Un poema que me impresionó el otro día cuando lo encontré en el blog de Escandar, AQUÍ. Tal como le expresé a su autor allí, pienso que hay que estar muy alejado de ella para poder "describirla" y, sin embargo, observar, sentir cómo el poeta es capaz de doblarse hasta lograr dar con los mecanismo que la evidencian ante los mismos ojos del ser humano que la siente, me puso los vellos de punta. A mí al menos me abrió la puerta a la comprensión de algunas acitudes humanas que hasta entoces no conseguían habitáculo en mis entendederas. Casi cincuenta años en tardar cómo actúa la envidia y qué mecanismos sociales adopta, aun sabiendo de los efectos de su asfixiante humareda y ponzoñosas emanaciones, que hasta los sentimientos más valiosos y las mejores relaciones humanas son capaces de destruir o corromper.

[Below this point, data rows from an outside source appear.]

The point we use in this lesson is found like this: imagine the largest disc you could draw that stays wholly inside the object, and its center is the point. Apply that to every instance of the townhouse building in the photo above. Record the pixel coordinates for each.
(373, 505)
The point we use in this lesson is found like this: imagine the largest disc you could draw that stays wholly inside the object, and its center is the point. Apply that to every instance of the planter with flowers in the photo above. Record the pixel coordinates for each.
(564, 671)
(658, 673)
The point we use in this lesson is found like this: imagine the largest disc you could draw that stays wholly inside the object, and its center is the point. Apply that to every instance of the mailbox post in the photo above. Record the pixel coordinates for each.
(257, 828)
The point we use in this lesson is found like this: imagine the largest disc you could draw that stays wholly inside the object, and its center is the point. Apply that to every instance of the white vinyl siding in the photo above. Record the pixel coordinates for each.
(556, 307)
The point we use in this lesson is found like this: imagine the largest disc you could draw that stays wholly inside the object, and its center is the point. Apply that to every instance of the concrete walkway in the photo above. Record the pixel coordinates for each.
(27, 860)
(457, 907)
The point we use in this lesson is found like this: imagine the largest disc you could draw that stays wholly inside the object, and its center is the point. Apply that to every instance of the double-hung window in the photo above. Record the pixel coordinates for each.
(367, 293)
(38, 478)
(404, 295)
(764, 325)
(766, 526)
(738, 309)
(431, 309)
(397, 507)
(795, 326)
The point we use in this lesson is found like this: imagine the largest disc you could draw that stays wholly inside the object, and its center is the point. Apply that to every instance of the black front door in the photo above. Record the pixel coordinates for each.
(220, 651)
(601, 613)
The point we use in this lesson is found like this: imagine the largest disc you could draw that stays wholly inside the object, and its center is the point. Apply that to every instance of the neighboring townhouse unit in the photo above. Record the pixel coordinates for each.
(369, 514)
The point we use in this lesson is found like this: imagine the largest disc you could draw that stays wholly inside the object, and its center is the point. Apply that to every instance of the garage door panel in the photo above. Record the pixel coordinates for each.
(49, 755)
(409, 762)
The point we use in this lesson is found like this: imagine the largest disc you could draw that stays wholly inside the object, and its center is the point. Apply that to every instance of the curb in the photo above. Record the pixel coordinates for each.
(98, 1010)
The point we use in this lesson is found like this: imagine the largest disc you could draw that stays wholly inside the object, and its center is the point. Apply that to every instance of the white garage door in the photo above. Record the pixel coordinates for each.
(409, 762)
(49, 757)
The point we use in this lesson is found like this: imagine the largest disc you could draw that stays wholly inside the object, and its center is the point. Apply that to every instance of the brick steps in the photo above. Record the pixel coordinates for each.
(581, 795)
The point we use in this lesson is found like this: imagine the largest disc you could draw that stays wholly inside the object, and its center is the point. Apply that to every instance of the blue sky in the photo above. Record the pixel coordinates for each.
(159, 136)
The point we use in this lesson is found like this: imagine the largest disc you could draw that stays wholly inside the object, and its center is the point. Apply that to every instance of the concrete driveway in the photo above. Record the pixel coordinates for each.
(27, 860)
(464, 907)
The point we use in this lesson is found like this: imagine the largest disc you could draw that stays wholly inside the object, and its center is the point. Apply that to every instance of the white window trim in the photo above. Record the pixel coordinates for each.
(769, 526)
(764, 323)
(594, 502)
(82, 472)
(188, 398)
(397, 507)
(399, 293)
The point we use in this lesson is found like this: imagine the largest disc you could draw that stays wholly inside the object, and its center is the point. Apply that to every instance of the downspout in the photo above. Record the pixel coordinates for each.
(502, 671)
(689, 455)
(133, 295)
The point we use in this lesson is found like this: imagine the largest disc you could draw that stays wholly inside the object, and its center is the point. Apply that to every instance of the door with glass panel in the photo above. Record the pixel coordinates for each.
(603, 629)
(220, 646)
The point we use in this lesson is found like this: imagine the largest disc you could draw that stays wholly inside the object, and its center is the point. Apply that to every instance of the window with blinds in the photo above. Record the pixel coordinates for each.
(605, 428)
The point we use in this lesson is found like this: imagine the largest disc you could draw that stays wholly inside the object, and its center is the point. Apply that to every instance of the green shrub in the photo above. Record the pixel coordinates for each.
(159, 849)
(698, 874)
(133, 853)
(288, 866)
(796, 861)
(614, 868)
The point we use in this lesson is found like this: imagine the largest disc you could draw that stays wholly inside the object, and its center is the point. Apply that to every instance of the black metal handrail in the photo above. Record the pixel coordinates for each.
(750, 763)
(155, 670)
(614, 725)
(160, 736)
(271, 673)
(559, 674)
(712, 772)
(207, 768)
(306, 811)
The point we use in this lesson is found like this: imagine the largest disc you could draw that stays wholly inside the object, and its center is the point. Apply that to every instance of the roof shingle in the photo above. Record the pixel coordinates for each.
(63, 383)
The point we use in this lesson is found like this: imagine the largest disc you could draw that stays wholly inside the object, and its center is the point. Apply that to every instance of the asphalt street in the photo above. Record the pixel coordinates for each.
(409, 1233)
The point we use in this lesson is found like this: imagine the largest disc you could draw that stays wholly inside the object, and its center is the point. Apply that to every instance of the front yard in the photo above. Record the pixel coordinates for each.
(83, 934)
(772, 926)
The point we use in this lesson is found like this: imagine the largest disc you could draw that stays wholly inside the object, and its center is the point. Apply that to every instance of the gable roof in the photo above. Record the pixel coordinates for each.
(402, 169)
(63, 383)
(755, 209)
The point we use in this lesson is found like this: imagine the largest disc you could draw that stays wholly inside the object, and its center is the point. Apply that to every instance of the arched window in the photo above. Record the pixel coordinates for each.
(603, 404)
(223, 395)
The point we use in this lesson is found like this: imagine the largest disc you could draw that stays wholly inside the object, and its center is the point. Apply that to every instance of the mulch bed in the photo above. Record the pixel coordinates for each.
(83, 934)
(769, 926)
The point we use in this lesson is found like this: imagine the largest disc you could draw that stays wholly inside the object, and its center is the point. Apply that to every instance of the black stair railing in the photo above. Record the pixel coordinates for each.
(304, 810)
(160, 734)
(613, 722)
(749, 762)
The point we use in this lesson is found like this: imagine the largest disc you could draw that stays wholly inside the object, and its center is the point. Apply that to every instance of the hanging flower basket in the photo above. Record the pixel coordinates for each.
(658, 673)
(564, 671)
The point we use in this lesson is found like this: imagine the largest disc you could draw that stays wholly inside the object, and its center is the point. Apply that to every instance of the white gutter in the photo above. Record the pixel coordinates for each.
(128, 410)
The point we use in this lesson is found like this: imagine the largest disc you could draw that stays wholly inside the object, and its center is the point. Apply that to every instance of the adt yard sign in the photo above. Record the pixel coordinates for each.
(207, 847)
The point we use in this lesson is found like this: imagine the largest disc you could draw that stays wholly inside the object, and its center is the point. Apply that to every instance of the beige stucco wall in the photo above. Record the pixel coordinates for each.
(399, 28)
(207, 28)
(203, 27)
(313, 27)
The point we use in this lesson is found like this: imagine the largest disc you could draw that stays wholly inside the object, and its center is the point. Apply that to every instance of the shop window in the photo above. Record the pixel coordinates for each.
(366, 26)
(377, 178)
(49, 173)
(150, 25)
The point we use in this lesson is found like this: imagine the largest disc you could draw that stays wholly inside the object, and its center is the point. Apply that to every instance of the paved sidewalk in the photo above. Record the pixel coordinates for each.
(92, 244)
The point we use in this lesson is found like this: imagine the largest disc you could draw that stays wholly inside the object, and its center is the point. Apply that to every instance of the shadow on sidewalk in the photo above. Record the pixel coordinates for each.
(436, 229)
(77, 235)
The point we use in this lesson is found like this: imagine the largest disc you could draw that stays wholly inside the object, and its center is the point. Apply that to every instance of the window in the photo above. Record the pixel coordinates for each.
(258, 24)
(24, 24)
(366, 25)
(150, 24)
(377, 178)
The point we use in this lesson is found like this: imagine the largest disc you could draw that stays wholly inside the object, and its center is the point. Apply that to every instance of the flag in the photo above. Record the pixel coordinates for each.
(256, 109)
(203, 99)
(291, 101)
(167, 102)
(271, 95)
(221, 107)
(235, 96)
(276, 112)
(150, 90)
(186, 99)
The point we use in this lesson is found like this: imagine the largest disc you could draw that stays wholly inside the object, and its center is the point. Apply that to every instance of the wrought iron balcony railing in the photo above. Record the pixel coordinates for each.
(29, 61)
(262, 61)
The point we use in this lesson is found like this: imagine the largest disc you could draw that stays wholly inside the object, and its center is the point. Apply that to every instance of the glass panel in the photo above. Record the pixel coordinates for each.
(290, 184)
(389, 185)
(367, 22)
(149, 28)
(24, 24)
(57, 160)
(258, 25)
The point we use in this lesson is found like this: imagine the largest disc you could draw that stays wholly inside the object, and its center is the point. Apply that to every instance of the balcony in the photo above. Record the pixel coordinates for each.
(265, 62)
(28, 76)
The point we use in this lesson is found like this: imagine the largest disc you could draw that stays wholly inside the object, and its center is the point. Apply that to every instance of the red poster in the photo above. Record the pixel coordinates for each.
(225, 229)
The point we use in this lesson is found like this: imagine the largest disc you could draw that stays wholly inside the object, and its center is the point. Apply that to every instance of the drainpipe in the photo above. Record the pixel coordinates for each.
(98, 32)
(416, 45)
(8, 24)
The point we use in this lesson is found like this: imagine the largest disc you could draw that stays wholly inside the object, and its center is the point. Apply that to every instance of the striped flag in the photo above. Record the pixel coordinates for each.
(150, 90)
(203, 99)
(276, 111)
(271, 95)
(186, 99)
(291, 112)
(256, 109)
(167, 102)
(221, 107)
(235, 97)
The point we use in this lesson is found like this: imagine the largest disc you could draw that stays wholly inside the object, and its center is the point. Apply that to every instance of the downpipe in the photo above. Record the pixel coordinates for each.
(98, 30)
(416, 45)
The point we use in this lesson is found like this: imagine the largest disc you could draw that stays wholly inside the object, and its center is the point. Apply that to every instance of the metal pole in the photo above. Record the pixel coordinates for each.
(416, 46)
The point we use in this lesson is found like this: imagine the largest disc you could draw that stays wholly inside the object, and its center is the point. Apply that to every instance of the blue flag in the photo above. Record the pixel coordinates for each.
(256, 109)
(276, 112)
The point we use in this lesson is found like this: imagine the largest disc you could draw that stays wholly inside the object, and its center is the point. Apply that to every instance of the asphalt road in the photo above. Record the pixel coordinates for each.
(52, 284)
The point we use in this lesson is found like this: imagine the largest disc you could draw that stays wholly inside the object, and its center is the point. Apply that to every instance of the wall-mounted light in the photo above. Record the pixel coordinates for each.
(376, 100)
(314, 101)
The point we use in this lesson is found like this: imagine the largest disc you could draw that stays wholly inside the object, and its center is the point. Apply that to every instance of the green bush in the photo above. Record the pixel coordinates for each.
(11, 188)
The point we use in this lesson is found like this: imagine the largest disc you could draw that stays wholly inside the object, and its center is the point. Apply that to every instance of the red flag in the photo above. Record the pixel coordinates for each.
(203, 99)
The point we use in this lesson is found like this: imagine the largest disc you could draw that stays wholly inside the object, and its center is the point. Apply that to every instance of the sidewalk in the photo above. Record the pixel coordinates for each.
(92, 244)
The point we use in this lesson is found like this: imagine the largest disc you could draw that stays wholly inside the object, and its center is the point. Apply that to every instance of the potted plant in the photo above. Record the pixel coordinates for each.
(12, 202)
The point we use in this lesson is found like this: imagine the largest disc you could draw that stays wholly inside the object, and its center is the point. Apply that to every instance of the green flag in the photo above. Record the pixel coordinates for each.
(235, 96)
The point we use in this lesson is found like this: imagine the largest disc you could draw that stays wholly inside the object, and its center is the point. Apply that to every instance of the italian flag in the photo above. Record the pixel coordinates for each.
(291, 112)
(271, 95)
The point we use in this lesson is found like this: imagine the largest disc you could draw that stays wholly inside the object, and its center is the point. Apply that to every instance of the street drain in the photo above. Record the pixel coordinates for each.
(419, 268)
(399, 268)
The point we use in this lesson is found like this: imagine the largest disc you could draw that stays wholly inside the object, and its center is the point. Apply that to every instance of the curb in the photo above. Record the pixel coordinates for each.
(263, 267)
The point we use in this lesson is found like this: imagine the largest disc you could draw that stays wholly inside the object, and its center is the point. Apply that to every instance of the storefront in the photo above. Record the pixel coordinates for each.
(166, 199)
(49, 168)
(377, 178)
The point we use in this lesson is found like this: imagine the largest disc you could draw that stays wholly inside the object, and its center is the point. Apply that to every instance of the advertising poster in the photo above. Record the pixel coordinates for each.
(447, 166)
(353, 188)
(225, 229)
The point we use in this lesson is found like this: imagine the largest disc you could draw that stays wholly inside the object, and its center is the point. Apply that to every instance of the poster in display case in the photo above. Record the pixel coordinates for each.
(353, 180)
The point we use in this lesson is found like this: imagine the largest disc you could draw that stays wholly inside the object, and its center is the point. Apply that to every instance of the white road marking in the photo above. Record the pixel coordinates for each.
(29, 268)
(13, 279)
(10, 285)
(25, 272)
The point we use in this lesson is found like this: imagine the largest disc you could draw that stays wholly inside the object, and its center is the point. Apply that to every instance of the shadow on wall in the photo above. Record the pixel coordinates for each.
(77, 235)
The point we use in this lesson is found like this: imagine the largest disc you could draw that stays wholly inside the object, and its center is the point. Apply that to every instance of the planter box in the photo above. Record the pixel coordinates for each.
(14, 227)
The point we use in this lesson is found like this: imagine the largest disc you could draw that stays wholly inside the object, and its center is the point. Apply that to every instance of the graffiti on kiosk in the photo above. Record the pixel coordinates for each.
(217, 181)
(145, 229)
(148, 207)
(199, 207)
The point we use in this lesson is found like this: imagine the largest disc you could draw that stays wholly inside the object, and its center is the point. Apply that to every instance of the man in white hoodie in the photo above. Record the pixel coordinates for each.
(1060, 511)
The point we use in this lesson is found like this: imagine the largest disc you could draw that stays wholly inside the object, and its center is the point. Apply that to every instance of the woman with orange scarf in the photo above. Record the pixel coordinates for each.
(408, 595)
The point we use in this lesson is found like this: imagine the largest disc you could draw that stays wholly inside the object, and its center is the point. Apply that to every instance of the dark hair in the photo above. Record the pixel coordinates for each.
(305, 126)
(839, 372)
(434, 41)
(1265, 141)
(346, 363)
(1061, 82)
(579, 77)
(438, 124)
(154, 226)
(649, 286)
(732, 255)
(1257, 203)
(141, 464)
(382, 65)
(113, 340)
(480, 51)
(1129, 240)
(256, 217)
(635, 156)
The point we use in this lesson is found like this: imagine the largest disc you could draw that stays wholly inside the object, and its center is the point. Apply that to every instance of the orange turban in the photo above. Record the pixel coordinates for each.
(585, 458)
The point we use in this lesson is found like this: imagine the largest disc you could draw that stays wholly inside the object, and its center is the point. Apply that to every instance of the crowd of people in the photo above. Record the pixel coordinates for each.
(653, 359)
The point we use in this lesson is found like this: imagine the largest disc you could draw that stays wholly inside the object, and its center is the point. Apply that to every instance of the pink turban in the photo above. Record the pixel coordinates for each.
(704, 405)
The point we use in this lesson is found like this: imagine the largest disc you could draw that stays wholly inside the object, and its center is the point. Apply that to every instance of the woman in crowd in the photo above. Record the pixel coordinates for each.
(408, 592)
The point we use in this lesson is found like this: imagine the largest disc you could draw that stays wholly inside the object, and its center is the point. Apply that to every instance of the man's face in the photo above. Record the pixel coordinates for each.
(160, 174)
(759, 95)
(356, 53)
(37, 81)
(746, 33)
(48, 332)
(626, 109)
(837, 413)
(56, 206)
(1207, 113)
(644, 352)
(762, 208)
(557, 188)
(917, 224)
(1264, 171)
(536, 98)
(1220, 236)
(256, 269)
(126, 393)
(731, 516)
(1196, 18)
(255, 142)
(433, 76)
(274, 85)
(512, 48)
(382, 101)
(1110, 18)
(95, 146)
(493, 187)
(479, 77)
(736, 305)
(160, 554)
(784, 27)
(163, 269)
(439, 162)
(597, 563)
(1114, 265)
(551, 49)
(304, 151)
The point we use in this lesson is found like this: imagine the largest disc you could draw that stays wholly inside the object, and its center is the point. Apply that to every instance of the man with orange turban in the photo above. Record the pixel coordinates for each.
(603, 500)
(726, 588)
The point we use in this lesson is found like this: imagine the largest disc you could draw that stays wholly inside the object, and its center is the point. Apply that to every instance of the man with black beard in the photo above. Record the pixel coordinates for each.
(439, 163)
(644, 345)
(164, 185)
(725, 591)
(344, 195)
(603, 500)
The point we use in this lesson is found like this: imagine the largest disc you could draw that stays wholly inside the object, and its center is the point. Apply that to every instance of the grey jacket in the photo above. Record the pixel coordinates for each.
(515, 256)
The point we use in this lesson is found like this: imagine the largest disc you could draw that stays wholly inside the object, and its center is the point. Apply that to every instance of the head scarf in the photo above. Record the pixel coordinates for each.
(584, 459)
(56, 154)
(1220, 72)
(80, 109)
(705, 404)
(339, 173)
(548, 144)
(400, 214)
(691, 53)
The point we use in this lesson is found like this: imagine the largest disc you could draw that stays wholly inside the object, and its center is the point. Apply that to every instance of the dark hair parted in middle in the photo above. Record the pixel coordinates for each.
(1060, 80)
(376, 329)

A ver si a base de nombrarla, la matamos de una vez por todas.
envidia
no sabría decirte el por qué de la envidia,
pero me asalta
y es como una manada de termitas que me azota por dentro
y me corroe como las ratas cuando tienen hambre,
o como el ácido deshaciéndose en mis mejillas hasta dejar
el pómulo en hueso y carne
ya no sé si muerta
o viva.
y es pesada como tragar plomo
o beber mercurio.
o como si un domingo de insomnio
a las 4 de la mañana
me quedara sin tabaco.
y no sé, la envidia, a cuento de qué
pero viene y es como un katrina de suciedad
y cartones mojados
que me plastifican las costillas por dentro
mientras siento miedo
sobre todo
de mi mismo.
de lo que soy capaz de hacer y aun más
de lo que ni siquiera me atrevo a intentar
pese a todo:
aunque no tenga nada que perder
sigo encerrado en mis propios prejuicios
como si así
pudiera sentirme a salvo
de tener que conceder explicaciones.
así que no sé a qué la envidia cuando viene
pero viene
y deja la vergüenza de mi escuálida desnudez
tiritando de frío en mitad de un baile de disfraces
al que no he sido invitado
y tampoco soy bienvenido.
y me va consumiendo como la pólvora
o los años,
y me riega de cenizas los principios
mientras apuesto por el gris
contra la dictadura de los arco iris.
temeroso del grito y su periferia
me escondo en el silencio
de mis estupideces.
y de mis miserias.
y tú me preguntas qué ocurre
y yo pienso: si tú supieras
y supieras cuánto puedo llegar a estar de podrido...
así que perdona
si ves que te miro
con gesto radiofónico al ausentarme
cuando a veces me buscas para mecer tu risa en mis labios
y yo me agacho
como al que se le han caído unas monedas
y las sigue rodando.
hasta que me presente limpio a tu fiesta
por favor, no vengas a buscarme.
no quiero que me veas chapotear entre mi propia mierda
mientras trato, como siempre, de no ahogarme.
(Muchas gracias por permitirme compartirlo aquí, Escandar. Discúlpame, por favor, no sé si prefieres que te nombre como Escandar-algeet o como tayler durden, por eso escribo los dos.)